Weigel is a Big Name, so it’s likely his book will at least be noticed (but perhaps not read) by the Powers. Whether it’s heeded is anybody’s guess.

8 Comments

  1. Ken

    Oh geez…

    How about getting to first principles, getting back to basics — consider the Didache, referenced in some of the earliest works and “recently” rediscovered. Its a sort of how-to manual for early converts/practitioners, writing perhaps as early as 50 AD, perhaps later…but still very early….whatever…it puts the emphasis on where it needs to be.

    Read it and note nary a peep about evangelizing & all that; nothing whatsoever about some institution & how that institution should or shouldn’t be–because there was no institution. Which just shows how unnecessary it really is to oneself.

    Emphasis is entirely on comporting oneself. Not looking outward & complaining about what everybody else ought to be doing different.

    Much like not judging & pointing out other’s issues when one has their own to deal with (see: Matthew 7:1-5, Luke 6:41-42)

    Some links to the Didache & its history:

    http://www.earlychurch.org.uk/pdf/didache.pdf

    http://en.wikipedia.org/wiki/Didache

    http://www.catholicplanet.com/ebooks/didache.htm

    IF everybody followed the basics articulated succinctly in the Didache (which are redundant to other authoritative references) everything else will take care of itself just fine.

  2. Sander van der Wal

    There’s nothing wrong with a sentence like “Catholics believe so-and-so”, or “We believe so-and-so”, as long as so-and-so is a non-verifiable statement. Nobody is going to say “I believe that there is only one sun in the sky”, for the simple reason that you can look up and see for yourself.

    Saying that something is a truth for somebody and not for somebody else is indeed bad form. You believe it is true, of you believe it is not true, which is equivalent to you having a consistent set of propositions from which you can show it is true, or you having a different set of propositions and you can show it is false. But what you cannot do is make observations showing it is true, or not true.

  3. Curmudgeon

    Ken rightly recommends reading the Didache. But he says “there was no institution”. Hardly : “Elect therefore for yourselves Bishops and Deacons worthy of the Lord, men meek, and not lovers of money, and truthful, and approved; for they too minister to you the ministry of the Prophets and Teachers.”

    This early text is also of great interest, notably chapter V:
    http://en.wikipedia.org/wiki/Epistle_to_Diognetus

  4. Brad Jones

    I read the book and donated it to our parish library. If I could I would buy one for every priest in our diocese. It is definitely a call to conversion for each one of us.

  5. Bob Rowland

    I have been a fan of George Weigel ever since I read his biography of Pope John Paul II. Against the Grain was another real winner for me.
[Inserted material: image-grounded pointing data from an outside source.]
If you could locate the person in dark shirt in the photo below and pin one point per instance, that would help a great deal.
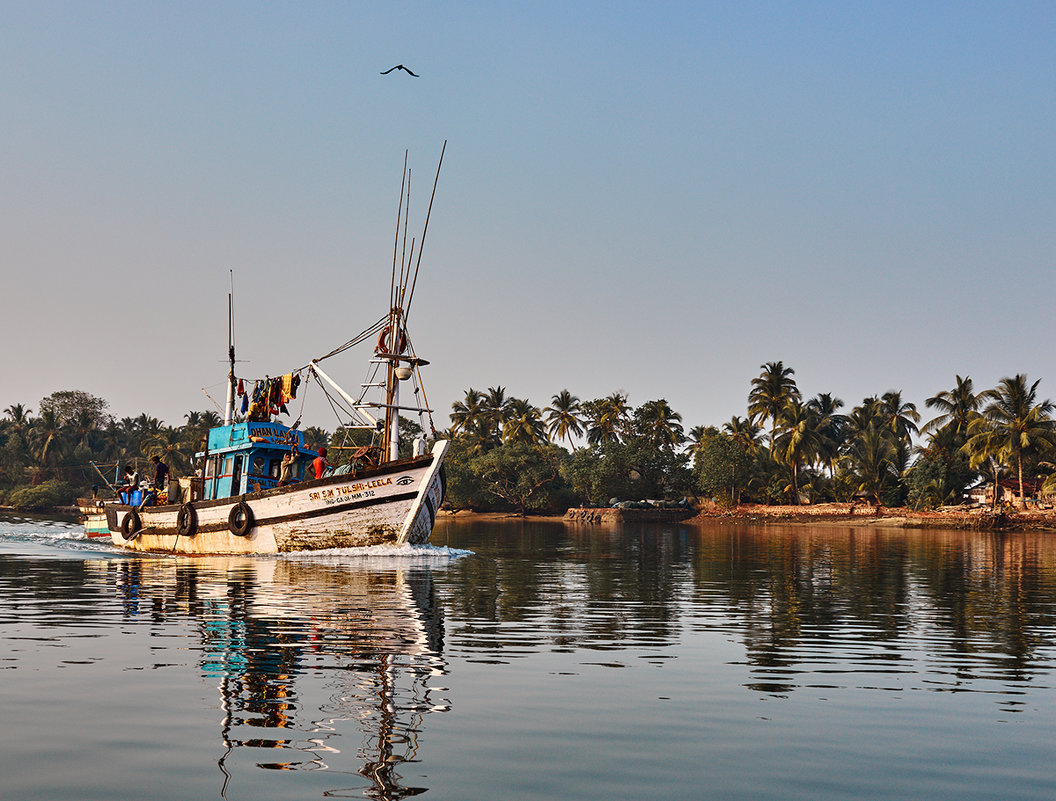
(131, 483)
(161, 472)
(320, 463)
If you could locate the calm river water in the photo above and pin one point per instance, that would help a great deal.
(534, 661)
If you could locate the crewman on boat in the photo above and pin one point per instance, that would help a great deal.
(288, 465)
(320, 463)
(131, 484)
(161, 472)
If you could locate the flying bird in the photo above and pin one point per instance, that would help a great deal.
(400, 67)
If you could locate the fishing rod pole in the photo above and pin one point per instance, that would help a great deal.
(425, 230)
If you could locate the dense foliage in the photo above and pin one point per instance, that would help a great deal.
(510, 455)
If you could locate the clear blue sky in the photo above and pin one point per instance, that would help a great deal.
(652, 197)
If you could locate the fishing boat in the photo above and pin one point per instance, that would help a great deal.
(237, 502)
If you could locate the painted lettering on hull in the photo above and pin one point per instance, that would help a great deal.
(334, 495)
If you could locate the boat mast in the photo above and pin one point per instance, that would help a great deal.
(229, 405)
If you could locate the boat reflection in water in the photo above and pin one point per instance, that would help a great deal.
(308, 654)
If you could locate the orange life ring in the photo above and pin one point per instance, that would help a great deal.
(383, 342)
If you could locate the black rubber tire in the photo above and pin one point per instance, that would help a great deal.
(241, 519)
(187, 520)
(131, 526)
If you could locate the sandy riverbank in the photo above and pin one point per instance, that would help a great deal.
(817, 515)
(846, 514)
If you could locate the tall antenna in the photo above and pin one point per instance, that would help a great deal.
(229, 406)
(425, 229)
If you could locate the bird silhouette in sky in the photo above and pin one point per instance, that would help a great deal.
(399, 67)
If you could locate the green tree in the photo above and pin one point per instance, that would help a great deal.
(798, 440)
(523, 424)
(1013, 422)
(563, 418)
(770, 392)
(658, 424)
(721, 466)
(607, 418)
(525, 476)
(871, 455)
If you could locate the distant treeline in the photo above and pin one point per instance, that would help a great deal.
(508, 454)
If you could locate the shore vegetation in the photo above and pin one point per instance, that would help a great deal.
(510, 455)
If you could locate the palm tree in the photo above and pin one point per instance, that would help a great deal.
(168, 446)
(467, 415)
(957, 407)
(831, 428)
(770, 392)
(1013, 422)
(745, 432)
(562, 418)
(495, 405)
(871, 456)
(606, 418)
(798, 441)
(21, 421)
(697, 436)
(524, 423)
(48, 432)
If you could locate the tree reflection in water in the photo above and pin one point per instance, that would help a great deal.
(809, 605)
(268, 627)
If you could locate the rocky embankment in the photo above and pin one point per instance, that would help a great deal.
(850, 514)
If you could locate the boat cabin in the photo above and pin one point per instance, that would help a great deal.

Concerning the status of the Church, all I can say is that when only one in four believe in the main doctrine of our faith, we have made negligible progress in the 50 years since the council.

  6. Marjorie Morris

    I love the book and also wish I could afford to distribute many especially to those in the world of academia. My favorite phrase from the book is “baptized Catholic pagans”. How many of those do we all know within and outside our families.

    I was educated in a liberal Catholic university in the 70s. It is only by the grace of God that I am still a believing Catholic. Things at that university have only deteriorated since.

  7. K C Thomas

    If more Catholic intellectuals come up like George Weigel, I wish and pray. He is one through his books expatiate the subject unbiasedly and without discounting any element of faith.